Rememoré esta anécdota al leer Damas en bicicleta. Cómo vestir y normas de comportamiento, un delicioso libro de 1897 que ahora nos trae Impedimenta, como siempre en una impecable edición, “escrito para mujeres ciclistas por una mujer ciclista”, la señorita F. J. Erskine. En aquel momento la democratización de la práctica ciclista era ya una realidad, y Erskine dedicó estas páginas a guiar a las nuevas adeptas mediante innumerables y pertinentes consejos: desde trucos de mecánica para el correcto mantenimiento de la máquina hasta recomendaciones sobre indumentaria y alimentación, pasando por indicaciones para salir venturosa de ciertas eventualidades y algunas ideas para organizar ghymkanas. El éxito ciclista está asegurado si se toma un desayuno temprano y moderado, se viste “una falda de singular corte y confección, ingeniosamente preparada para que cuelgue vistosa y ampliamente a los lados del sillín” y se lleva encima una loción de ácido bórico con la que calmar las picaduras de bichos rastreros o voladores. Y por si la dama ciclista tiene sed en algún momento de su excursión, lo mejor es “llevarse una discreta petaca con vino y agua […] de modo que podamos pasar el día con tranquilidad y sin depender de nadie”.

Si algo subyace en las palabras de este manual es una concepción de la bicicleta como “máquina de la libertad” -así la denominan los editores en el prólogo-. No solo resultaba sumamente útil para desplazarse en la ciudad durante la semana y una opción más que divertida de pasar los días libres de excursión conociendo nuevos lugares, sino que ya en aquel momento, y tal como dijo Susan B. Anthony, “el uso de la bicicleta ha hecho más por la emancipación de la mujer que cualquier otra cosa en el mundo”. Y es que a pesar de que la tecnología ha estado tradicionalmente diseñada por hombres, la capacidad de adaptación de las mujeres ha terminado por hacer de algunas máquinas un instrumento para su autonomía.

Damas en bicicleta conquista hoy, seguro, a numerosos integrantes de esa tribu urbana que motea las ciudades de “vehículos ecológicos a dos ruedas”. Pero la seducción del libro no se restringe a este público, porque la actualidad de los consejos llega a todo amante del ciclismo, la antropología social e incluso las buenas maneras.
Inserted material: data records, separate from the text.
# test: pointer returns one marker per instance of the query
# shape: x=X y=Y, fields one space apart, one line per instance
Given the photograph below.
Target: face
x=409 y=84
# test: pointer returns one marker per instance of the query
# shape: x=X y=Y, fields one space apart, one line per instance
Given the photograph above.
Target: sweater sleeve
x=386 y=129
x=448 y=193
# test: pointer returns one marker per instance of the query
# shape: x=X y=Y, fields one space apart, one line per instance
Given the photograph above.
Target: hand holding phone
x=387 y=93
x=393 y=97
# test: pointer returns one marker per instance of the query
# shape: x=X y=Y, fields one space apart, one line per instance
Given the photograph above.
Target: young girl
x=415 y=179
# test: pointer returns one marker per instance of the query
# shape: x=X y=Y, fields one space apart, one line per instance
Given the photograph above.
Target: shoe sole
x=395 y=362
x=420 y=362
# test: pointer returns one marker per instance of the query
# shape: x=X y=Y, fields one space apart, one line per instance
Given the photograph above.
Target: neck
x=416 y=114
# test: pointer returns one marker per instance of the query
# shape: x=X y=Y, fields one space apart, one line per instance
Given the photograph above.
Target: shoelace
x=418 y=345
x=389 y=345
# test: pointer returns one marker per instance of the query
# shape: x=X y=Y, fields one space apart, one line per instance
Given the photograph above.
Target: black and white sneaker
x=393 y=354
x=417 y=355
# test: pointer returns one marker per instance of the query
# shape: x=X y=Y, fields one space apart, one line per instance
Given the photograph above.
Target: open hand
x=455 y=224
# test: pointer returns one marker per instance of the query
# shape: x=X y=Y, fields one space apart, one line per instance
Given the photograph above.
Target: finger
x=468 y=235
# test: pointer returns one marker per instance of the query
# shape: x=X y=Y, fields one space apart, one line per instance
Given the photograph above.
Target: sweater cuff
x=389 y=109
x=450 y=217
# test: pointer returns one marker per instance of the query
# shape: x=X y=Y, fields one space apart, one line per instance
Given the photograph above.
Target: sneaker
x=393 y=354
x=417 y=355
En este punto es pertinente señalar la estupenda traducción llevada a cabo por José C. Vales -recientemente galardonado con el Premio Nadal-, que mantiene el humor british del que está impregnado el texto a pesar de la a veces excesiva presencia de tecnicismos -como ocurre, por ejemplo, en el capítulo dedicado al mantenimiento de la bicicleta-.
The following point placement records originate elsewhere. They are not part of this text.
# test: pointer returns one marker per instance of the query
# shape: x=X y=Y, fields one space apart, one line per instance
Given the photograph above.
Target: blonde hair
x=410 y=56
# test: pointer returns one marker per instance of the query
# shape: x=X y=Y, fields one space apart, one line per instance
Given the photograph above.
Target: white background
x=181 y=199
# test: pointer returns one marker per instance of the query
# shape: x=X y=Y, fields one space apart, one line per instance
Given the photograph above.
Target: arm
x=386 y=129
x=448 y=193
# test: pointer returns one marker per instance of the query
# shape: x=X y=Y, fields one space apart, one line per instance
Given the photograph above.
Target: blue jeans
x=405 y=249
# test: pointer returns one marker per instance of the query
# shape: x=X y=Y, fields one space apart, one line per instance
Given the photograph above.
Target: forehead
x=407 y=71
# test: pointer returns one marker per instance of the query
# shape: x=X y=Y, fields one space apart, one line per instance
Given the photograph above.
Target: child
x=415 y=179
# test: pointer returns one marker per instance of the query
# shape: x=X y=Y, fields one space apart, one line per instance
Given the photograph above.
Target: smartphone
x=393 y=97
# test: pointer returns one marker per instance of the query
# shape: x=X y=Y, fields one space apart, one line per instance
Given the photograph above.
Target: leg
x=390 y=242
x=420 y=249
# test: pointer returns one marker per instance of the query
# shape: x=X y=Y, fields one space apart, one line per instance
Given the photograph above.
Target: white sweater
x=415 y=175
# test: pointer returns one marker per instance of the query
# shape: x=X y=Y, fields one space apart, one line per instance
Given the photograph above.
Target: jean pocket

F. J. Erskine reivindica veladamente esa emancipación de la que hablábamos, a pesar de que nunca abandona la concepción de la mujer como sexo débil al hacer referencia a lugares comunes como el handicap físico o reconociendo la precaución, la moderación o la previsión como virtudes femeninas por antonomasia. En cualquier caso, apenas hay lugar para críticas al respecto si contextualizamos con celo el libro.

Queda así reconocida -en este caso mediante el gusto por el ciclismo- la parcela de la mujer en la esfera pública al margen de la productividad que fue su puerta de entrada, y Erskine muestra en Damas en bicicleta cómo la utilidad (en contra de lo que pensaba aquel profesor) no está tan alejada de la diversión.